Greeting Williamson in the courtroom was a handwritten sign instructing him in English and Spanish to check in with a court clerk, who was seated next to an empty judge's chair. As defendants lined up to approach the bench, the clerk sorted their files into stacks for plaintiffs' attorneys representing American Express (AXP), Capital One (COF), SunTrust (STI) and several large debt collection companies.
The attorneys sat around tables in the front, some stationing themselves in the jury and witness boxes. Defendants retreated to the back benches to wait for their names to be called. Eventually, one of the plaintiffs' attorneys picked up Williamson's file and beckoned him up to what Maryland's district courts refer to as his "resolution conference." Consumer advocates have another name for them: rocket dockets.

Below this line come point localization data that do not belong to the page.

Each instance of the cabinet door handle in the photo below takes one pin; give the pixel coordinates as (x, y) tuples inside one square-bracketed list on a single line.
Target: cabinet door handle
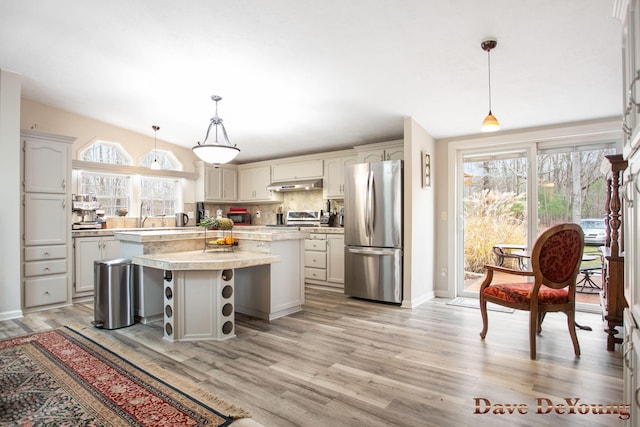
[(632, 88)]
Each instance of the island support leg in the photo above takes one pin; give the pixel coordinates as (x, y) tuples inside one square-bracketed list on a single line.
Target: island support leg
[(199, 305)]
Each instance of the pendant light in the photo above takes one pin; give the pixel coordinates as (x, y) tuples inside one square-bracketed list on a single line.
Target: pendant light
[(490, 123), (155, 165), (217, 152)]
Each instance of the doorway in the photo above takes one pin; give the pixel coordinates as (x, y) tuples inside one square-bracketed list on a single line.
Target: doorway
[(494, 213)]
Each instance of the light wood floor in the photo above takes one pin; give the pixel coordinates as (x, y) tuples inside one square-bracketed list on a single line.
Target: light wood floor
[(346, 362)]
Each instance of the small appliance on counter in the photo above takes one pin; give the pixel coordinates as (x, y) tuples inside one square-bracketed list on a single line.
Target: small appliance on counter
[(301, 218), (84, 211), (239, 216)]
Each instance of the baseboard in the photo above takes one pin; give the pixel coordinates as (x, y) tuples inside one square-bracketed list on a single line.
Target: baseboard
[(9, 315)]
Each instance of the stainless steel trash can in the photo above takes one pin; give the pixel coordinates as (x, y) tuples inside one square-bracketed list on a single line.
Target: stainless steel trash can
[(113, 296)]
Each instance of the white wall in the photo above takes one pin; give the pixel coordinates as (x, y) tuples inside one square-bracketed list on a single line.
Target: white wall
[(43, 118), (419, 211), (10, 193)]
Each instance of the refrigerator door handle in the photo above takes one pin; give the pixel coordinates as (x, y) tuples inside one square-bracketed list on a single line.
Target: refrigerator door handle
[(370, 216), (372, 251)]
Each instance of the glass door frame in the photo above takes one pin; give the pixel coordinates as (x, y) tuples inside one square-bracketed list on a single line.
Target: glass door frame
[(530, 150)]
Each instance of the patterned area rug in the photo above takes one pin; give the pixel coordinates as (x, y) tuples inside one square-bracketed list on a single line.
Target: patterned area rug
[(61, 377), (475, 303)]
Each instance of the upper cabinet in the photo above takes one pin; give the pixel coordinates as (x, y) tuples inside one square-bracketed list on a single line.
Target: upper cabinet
[(253, 182), (392, 150), (334, 175), (48, 164), (216, 184), (297, 170), (631, 76)]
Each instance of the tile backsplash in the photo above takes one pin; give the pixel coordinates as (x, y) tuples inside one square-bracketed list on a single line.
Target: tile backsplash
[(295, 200)]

At first glance these sessions resemble legally mandated mediation: they take place in courtrooms and are administered by clerks and uniformed bailiffs. Attorneys from the Pro Bono Resource Center of Maryland, a local legal aid service, monitor the proceedings and offer some defendants assistance. A court interpreter is often on hand to help non-English-speaking debtors.

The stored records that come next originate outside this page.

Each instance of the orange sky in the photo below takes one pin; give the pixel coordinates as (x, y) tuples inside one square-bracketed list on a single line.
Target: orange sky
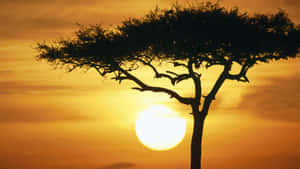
[(50, 119)]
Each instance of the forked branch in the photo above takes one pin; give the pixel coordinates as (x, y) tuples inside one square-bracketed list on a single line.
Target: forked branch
[(241, 76), (144, 87), (174, 80)]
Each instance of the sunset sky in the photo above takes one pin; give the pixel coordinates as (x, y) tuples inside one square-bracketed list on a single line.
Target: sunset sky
[(51, 119)]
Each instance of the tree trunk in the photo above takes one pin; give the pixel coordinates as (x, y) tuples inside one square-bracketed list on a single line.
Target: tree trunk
[(196, 144)]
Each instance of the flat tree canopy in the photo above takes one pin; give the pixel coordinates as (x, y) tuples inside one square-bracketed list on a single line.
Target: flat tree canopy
[(188, 37), (191, 37)]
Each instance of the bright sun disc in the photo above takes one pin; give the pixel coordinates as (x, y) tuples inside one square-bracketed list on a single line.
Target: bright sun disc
[(159, 128)]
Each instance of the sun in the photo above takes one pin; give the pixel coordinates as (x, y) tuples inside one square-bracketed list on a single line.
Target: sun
[(160, 128)]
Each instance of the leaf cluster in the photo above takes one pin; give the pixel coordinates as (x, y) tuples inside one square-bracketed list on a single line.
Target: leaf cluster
[(207, 34)]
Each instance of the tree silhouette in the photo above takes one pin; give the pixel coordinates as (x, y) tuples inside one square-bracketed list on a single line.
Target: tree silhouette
[(188, 38)]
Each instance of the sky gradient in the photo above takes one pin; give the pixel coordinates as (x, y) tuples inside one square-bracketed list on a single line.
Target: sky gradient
[(51, 119)]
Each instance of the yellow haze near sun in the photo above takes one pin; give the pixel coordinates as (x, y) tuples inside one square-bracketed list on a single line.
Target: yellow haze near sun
[(160, 128)]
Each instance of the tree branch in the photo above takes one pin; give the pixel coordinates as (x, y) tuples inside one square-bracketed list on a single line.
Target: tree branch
[(144, 87), (174, 80), (241, 76), (197, 82), (211, 96)]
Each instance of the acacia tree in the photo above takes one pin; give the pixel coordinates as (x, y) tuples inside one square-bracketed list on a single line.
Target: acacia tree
[(187, 37)]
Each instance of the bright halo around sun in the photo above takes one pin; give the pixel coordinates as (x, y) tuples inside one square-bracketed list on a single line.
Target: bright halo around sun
[(160, 128)]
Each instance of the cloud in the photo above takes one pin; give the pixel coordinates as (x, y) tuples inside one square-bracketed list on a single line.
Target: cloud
[(32, 87), (18, 113), (279, 99), (120, 165)]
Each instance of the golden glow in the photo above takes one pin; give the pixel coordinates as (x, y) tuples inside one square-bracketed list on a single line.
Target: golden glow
[(160, 128)]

What's missing is a judge or other neutral moderator. Whether debtors realize that — and that they have no legal obligation to sit down with their debt collectors — is a hotly debated topic.
Many of the defendants are "just really not prepared at all. Most of them do think they're at trial," says Nicole McConlogue, the Pro Bono Resource Center of Maryland's consumer protection project manager, who regularly advises people summoned to the resolution conferences.

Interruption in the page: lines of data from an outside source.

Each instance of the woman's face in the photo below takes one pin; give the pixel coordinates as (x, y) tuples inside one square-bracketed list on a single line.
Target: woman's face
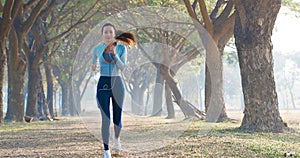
[(108, 34)]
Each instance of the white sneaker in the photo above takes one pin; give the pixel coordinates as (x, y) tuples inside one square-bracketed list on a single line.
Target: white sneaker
[(107, 154), (117, 144)]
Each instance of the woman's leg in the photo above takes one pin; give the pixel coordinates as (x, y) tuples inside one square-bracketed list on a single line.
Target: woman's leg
[(117, 100), (103, 98)]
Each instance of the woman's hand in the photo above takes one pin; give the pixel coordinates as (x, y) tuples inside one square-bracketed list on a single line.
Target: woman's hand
[(94, 67), (112, 49)]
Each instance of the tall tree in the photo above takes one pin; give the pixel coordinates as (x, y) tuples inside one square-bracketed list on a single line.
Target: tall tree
[(26, 17), (219, 24), (8, 11), (39, 38), (253, 30)]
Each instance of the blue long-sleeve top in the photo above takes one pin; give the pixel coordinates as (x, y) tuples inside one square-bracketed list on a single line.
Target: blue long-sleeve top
[(110, 68)]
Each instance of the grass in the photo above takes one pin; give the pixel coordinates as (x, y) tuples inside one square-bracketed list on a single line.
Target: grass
[(201, 139)]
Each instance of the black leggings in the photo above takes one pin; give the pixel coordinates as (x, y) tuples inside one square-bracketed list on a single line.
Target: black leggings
[(110, 87)]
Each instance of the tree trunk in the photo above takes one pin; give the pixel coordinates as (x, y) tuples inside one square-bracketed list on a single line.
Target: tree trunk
[(170, 107), (16, 68), (136, 105), (188, 109), (31, 109), (71, 102), (76, 98), (253, 30), (158, 91), (65, 111), (49, 79), (45, 106), (2, 65)]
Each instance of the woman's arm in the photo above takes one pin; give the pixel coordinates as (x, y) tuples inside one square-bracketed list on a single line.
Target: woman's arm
[(94, 59), (121, 60)]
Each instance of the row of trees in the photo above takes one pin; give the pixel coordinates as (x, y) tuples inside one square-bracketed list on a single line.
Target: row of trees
[(49, 32)]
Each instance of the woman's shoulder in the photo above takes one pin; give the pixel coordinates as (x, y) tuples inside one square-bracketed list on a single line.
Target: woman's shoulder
[(99, 47)]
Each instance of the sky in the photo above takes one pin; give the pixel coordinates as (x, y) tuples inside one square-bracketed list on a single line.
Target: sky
[(286, 32)]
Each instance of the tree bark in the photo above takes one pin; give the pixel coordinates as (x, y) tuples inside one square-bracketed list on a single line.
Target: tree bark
[(2, 65), (49, 78), (170, 106), (31, 108), (65, 100), (188, 109), (16, 67), (158, 91), (253, 30)]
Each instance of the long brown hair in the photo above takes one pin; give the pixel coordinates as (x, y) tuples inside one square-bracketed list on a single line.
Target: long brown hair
[(122, 36)]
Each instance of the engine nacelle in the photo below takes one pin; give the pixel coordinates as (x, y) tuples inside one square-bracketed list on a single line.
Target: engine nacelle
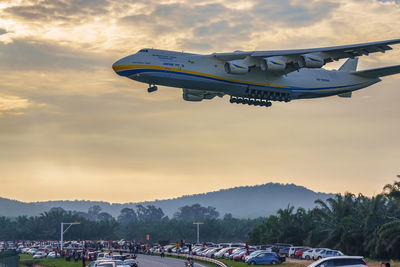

These debt-collection dockets, which are also used by the district court of Maryland's Montgomery County, are the most formalized version of a process familiar in overworked courts around the country. Consumer attorneys in California, Connecticut, Illinois, Indiana, Massachusetts, Michigan, New York, Texas and Washington describe various local-court efforts to streamline the processing of debt-collection lawsuits by eliminating judges. Some of these courts automatically route cases to traditional mediation sessions presided over by neutral third parties. More commonly, judges and courtroom staff encourage or instruct defendants to step outside for "hallway conferences" with debt collection attorneys, the consumer representatives say.
Courts are relying on these shortcuts to handle a flood of debt-collection lawsuits even as the basis for some of the suits has been called into question. Banks and debt buyers have been facing mounting regulatory scrutiny over serious flaws in their debt collection processes and paperwork, to the extent that one large credit card issuer has stopped filing collections lawsuits entirely. But the tightened standards for how banks and debt collectors handle defaulted consumer debt do not appear to have trickled down to local courts.
"We know that the banks need more oversight in what [debt] they sell," says Peter Holland, a University of Maryland law professor and a longtime critic of the dockets. "We know that the debt buyers need more oversight of what they sue over. So putting them into a courtroom that doesn't have a judge or a neutral [party] overseeing the process just magnifies the potential for error."
Consumer advocates and collections industry groups alike estimate that there are millions of debt-collection lawsuits filed annually, though nobody compiles statistics at a national level. In New York state alone, more than 200,000 debt collections lawsuits were filed in 2011, according to a June report from the nonprofit New Economy Project. In Maryland, third-party debt buyers alone filed 37,000 collections suits in 2011 and 22,000 the following year, according to an upcoming paper by Holland. The defendants tend to be members of minority groups with low incomes and few resources to hire their own lawyers.
Because banks and third-party debt collectors have made them the preferred venue, local courts have been struggling for years to cope with the caseloads. The volume has been especially high since the financial crisis struck. Judge Ben C. Clyburn, the Chief Judge for the District Court of Maryland, estimates that debt-collection cases constitute 70% of his court's entire civil docket.
When credit card customers and other small-time borrowers become delinquent, banks typically send out letters demanding repayment before resorting to filing a collections suit. JPMorgan Chase (JPM) recovered $1.4 billion in 2010 from credit card customers even after they had formally defaulted on their debts, according to Securities and Exchange Commission filings. In cases where even legal efforts fail, banks often write off the debt entirely and sell third-party collectors rights to try to collect it for pennies on the dollar of face value.